Sözleşme kapsamındaki herhangi bir şiddet eyleminin gerçekleşmesini müteakiben başlatılan cezai işlemlerde; kültür, gelenek, din, görenek ve sözde "namus"un bu eylemlerin gerekçesi olarak kabul edilemez olması ülkemiz açısından son derece dikkat çeken bir durumdu. Türkiye'de kadına yönelik şiddet ile mücadeleyi zayıflatan unsurlardan biri, kadınlara yüklenen annelik ve bakıcılık gibi geleneksel rollere öncelik verilmesi eleştiri konusu olmuştu.

Bir taraf Türk aile yapısını zedelediğinin ve eşcinselliği normalleştirdiğinin öne sürerken, diğer taraf "Bu sözleşmenin eşcinsel yönelimleri meşrulaştırmasına sebep olduğunu iddia etmek ise en hafif tabirle kötü niyetliliktir." diyordu.

İstanbul Sözleşmesi'ni her üç kişiden biri biliyor. Ankete katılanların, 84'ü İstanbul Sözleşmesi'nde kalınması, 16'sı çıkılması gerektiğini belirtirken, 62'si İstanbul Sözleşmesi'nin ne olduğunu bilmediğini ifade etti. Toplumsal cinsiyet fark etmeksizin, eğitim oranı arttıkça sözleşmenin içeriğine dair bilgi sahipliği artıyor. Ev içi şiddete odaklanan sözleşmenin bilinirlik oranı ev kadınları arasında çok düşük. Ev kadınlarının 21'i bilgi sahibiyken, lise altı eğitimli ev kadınlarında bu oran 16'ya kadar düşüyor.

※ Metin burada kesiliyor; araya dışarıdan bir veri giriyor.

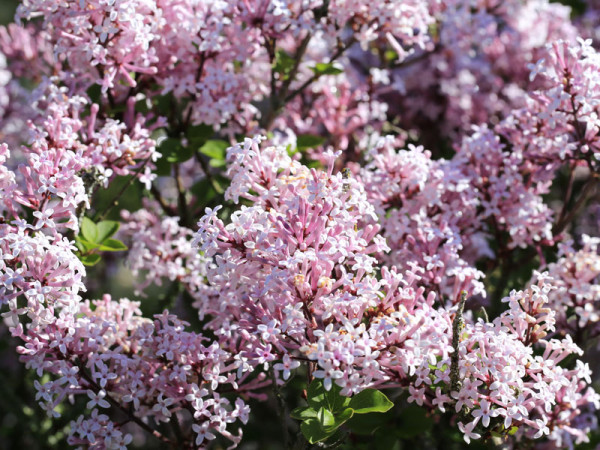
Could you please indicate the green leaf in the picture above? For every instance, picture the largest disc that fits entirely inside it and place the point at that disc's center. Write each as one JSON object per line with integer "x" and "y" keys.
{"x": 370, "y": 400}
{"x": 315, "y": 394}
{"x": 341, "y": 418}
{"x": 306, "y": 141}
{"x": 215, "y": 149}
{"x": 326, "y": 69}
{"x": 318, "y": 397}
{"x": 313, "y": 432}
{"x": 106, "y": 229}
{"x": 368, "y": 424}
{"x": 89, "y": 230}
{"x": 112, "y": 245}
{"x": 91, "y": 259}
{"x": 303, "y": 413}
{"x": 325, "y": 417}
{"x": 84, "y": 245}
{"x": 284, "y": 64}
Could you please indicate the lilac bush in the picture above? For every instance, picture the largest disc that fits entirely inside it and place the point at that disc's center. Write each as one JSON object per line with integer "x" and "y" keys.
{"x": 350, "y": 210}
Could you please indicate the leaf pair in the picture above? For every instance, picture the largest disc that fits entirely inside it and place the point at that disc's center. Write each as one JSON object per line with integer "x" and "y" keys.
{"x": 328, "y": 410}
{"x": 97, "y": 237}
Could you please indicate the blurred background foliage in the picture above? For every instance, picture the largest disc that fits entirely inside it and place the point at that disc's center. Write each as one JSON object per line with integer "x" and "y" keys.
{"x": 24, "y": 425}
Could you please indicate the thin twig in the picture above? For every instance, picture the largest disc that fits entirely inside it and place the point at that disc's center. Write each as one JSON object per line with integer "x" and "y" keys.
{"x": 457, "y": 326}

2017'de 353, 2018'de 279, 2019'da 336 ve 2020'de ise 266 kadın cinayet işlendiğini söyleniyor. Rakamlarda çelişki var. Kadın Cinayetlerini Durduracağız Platformu verilerine göre 2020 yılında öldürülen 300 kadının 97'si evli olduğu erkek, 54'ü birlikte olduğu erkek, 38'i tanıdık birisi, 21'i eskiden evli olduğu erkek, 18'i oğlu, 17'si babası, 16'sı akraba, 8'i eskiden birlikte olduğu erkek, 5'i kardeşi, 3'ü tanımadığı birisi tarafından öldürüldü.

Öldürülen kadınların yüzde 22'si ekonomik, 96'sı da boşanmak istemek, barışmayı reddetmek, evlenmeyi reddetmek, ilişkiyi reddetmek gibi kendi hayatlarına dair karar almak isterken öldürüldü.

Kadınların 181'i evinde, 48'i sokak ortasında, 15'i işyerinde, 14'ü de arazide, 11'i arabada, 5'i otelde, 4'ü ıssız bir yerde öldürüldü.

Gerekçe ne olursa olsun insanın insana kıyması feci bir durumdur. Kadın cinayetleri bu toplumu derinden etkileyen çok kötü bir durumdur. Gelenek ve göreneklerden toplumu soyutlamak ne zaman mümkün olur? Avrupa bu konuda çok ilerinde olmasına rağmen kadın cinayetleri azalmamış aksine artmış. Yani geleneklerinden uzaklaşan Avrupa'da kan durmamış!

Sözleşmeden çıkmak yetmiyor. İslamiyet'in kadına verdiği değer, geleneklerimizin kadına yüklediği anlam kanunlarımızla garanti altına alınırsa bu vahşet azalabilir.

Toplumun en büyük yarası kadın cinayetleridir, kadına uygulanan vahşettir.

Kanuni düzenlemeler evet ama eğitim birinci meselemizdir bana göre.